My cell phone buzzes in my pocket but I don’t check it, uneasy in the silence of the basement.
It’s not like Ric’s the first one to think about this shit. I’m sure Stefan’s burned through thirty or so journals in pursuit of the same answers, just like most of the undead who last longer than a year or two. It’s not my bag, not usually, but somehow I feel like I can’t leave Ric alone with this kind of shit churning through his mind.
I pull up a chair on the other side of our makeshift workbench and sit with him, the dim light of the sixty-watt over our heads highlighting the dust motes drifting through the air so their slow patterns look almost beautiful.
“I had to give up on asking why a long time ago,” I tell Ric. “Because with all the shit in my life, it was making me crazy.”
It was in those long, empty decades after my transition when I lived alone in a series of barren little cottages. I didn’t go near humans except to feed and I had no interest in getting to know other vampires. Books were my only company but after a while I couldn’t stand them either because they asked all the same questions that were throbbing inside my own mind. Why? Why are we here, what is the point? Why do some bad people live and some good people die?
Whatever a worthy life was, I was sure that I wasn’t living it, alone in a stolen house, only leaving to kill strangers because I had no other way to survive. So I fixated on Katherine. She was, in a very real way, the reason I was still alive. Every year that she stayed out of my reach, my fascination with her grew until I was convinced that my purpose on earth was to save her from the tomb so we could be together.
That was bullshit, of course, but it kept me going for a long time when the truth—that the life I was actually intended for wouldn’t start for another century or so—would have been too depressing to accept.
So I get why Ric is asking these questions and why he needs the answers. But I don’t think it will help him if I say that a fake purpose is better than none at all, or that he’s probably still here for a lot of reasons, some of which he’ll never know.

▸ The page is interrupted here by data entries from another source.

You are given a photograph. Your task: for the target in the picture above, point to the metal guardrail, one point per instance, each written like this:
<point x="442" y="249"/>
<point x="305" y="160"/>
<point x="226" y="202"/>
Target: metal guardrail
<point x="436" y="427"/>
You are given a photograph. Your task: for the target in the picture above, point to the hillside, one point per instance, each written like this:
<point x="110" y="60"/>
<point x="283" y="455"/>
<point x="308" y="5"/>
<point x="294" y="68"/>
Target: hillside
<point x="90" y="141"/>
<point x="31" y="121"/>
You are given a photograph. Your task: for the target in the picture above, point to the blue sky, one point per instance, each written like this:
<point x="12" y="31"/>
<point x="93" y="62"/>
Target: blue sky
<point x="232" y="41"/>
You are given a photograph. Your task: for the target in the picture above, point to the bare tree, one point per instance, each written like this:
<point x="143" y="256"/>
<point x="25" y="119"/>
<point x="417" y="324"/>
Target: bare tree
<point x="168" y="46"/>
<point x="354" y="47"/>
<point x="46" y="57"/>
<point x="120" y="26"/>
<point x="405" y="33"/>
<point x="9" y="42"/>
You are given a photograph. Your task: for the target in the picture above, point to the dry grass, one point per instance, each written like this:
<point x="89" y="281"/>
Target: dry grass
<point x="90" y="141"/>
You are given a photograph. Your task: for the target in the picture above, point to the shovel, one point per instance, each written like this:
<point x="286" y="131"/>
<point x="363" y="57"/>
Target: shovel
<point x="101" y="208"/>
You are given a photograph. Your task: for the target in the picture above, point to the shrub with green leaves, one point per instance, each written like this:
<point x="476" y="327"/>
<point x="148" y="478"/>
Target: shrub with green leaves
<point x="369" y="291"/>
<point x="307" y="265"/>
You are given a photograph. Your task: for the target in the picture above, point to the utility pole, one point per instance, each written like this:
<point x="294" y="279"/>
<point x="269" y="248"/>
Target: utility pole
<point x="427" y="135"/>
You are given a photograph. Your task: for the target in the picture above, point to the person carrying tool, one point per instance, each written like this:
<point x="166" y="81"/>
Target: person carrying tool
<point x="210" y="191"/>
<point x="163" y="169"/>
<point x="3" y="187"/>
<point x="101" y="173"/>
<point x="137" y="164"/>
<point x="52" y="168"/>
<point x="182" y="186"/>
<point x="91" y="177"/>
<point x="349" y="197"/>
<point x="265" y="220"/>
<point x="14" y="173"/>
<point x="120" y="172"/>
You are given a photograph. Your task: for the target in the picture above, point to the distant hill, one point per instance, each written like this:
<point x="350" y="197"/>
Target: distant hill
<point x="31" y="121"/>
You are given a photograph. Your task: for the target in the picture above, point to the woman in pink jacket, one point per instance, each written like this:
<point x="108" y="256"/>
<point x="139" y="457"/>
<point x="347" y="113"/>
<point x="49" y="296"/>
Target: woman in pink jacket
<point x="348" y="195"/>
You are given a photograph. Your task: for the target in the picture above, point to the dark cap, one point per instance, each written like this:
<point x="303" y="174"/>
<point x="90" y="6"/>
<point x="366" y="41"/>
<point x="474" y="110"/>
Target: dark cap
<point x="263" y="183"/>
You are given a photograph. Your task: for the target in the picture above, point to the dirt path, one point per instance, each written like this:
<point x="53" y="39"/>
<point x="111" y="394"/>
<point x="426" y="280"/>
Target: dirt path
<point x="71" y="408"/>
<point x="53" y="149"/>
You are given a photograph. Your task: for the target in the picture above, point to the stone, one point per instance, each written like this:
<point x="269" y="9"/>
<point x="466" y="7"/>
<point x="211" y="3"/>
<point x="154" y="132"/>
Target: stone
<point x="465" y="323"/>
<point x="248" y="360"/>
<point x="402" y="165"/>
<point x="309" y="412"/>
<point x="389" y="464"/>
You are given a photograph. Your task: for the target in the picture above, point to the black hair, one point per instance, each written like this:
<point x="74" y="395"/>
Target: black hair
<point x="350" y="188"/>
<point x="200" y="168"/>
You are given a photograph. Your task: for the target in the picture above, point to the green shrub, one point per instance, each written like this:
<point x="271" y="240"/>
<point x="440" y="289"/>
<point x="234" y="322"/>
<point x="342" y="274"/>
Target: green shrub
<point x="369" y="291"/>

“You know, I wouldn’t have escaped the Augustines if Katherine hadn’t set that fire.”
Ric looks up with a surprised lift to his eyebrows.
“Their jail was tight as a drum. I could have figured it out given enough time, but with their brainwashing, I wouldn’t have been trying for much longer.” I snort a quiet breath out through my nose. “The first time I heard Katherine with my brother, in 1864, I sure didn’t think I’d eventually need her to save me from a bunch of mad scientists who were trying to enslave me. And now she’s in California, thinking she’s starting a whole new life when she has no idea how many she’s already lived, and how many things she’s been to different people.”
He just gives me a sideways look and chuckles lightly.
“Reincarnation, Salvatore style.”
“Yup.” I smile slightly.
Maybe I should go, and leave it at that. This is already more soul searching than I’ve done in decades, and I’ve never been great at comforting people, but I’m still high on the idea that today is going to be a happy memory for Elena and me. That we not only have a future together, but we’re making a past that I’ll actually want to reminisce about. I really, really want to believe that my buddy will have that too, someday.
So I clear my throat uncomfortably and say, “When I was younger, my family used to go to church.”
Ric looks up at me, the surprise in his eyes
almost hiding the pain that still lurks in the set of his shoulders.
“When I was six or so, I remember getting frustrated with the whole praying thing. I asked the pastor what I was screwing up, because I prayed every night like I was supposed to, but I never heard anything back. I pretty much figured God was giving me the silent treatment, just like Father did when he was pissed off.”
“Your dad was a moody prick,” Ric pronounces, just like he always does when Father comes up in conversation.
The corner of my mouth tips up. “No shit. Runs in the family.”
Ric almost smiles. “So what did the pastor say?”